In 1913, Dr. James May pleaded with the precursor to the APA, the American Medico Psychological Association, to create a uniform classification system. And though by 1917, the list had grown to 22, it wasn’t until 1933 that the first edition of the Statistical Manual for Mental Diseases appeared. After several revisions the manual as it’s known today, DSM-I, was published in 1952. (Three years earlier the World Health Organization’s International Statistical Classification of Diseases included a section on mental diseases for the first time.)
That first DSM, which adopted much of its categorization system from the U.S. Army, listed 106 disorders.
In 1968, DSM-II was approved with 182 disorders and for the first time incorporated sociological and biological knowledge. A major controversy occurred following protests by gay activists from 1970 and 1973 over the inclusion of homosexuality as a disorder. It was dropped from the seventh edition of DSM-II in 1974, though ultimately replaced with “sexual orientation disturbance.”

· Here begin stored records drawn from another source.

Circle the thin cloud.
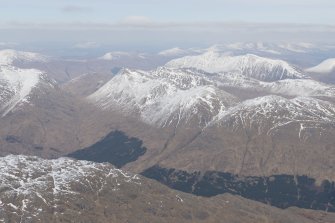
[61,5,93,13]
[73,42,100,49]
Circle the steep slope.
[89,67,237,127]
[166,50,304,81]
[0,156,334,223]
[306,58,335,73]
[0,50,113,157]
[88,64,335,180]
[0,50,52,116]
[161,96,335,181]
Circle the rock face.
[88,59,335,180]
[0,155,334,223]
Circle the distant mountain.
[87,57,335,179]
[0,155,335,223]
[166,51,304,81]
[89,67,237,126]
[306,58,335,73]
[0,50,53,116]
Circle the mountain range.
[0,45,335,222]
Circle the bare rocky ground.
[0,155,335,223]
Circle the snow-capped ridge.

Also that year — under the leadership of Spitzer – DSM-III was created to make its nomenclature consistent with the ICD. More significantly, the DSM-III for the first time incorporated a research-based, empirical approach to diagnosis. When it was published in 1980, the text was now nearly 500 pages with 265 diagnostic categories.
The DSM-IV was completed in 1994, with a text revision in 2000. Its 297 categories embrace a “biologic” approach to diagnosis and are designed to improve communication between clinicians and researchers.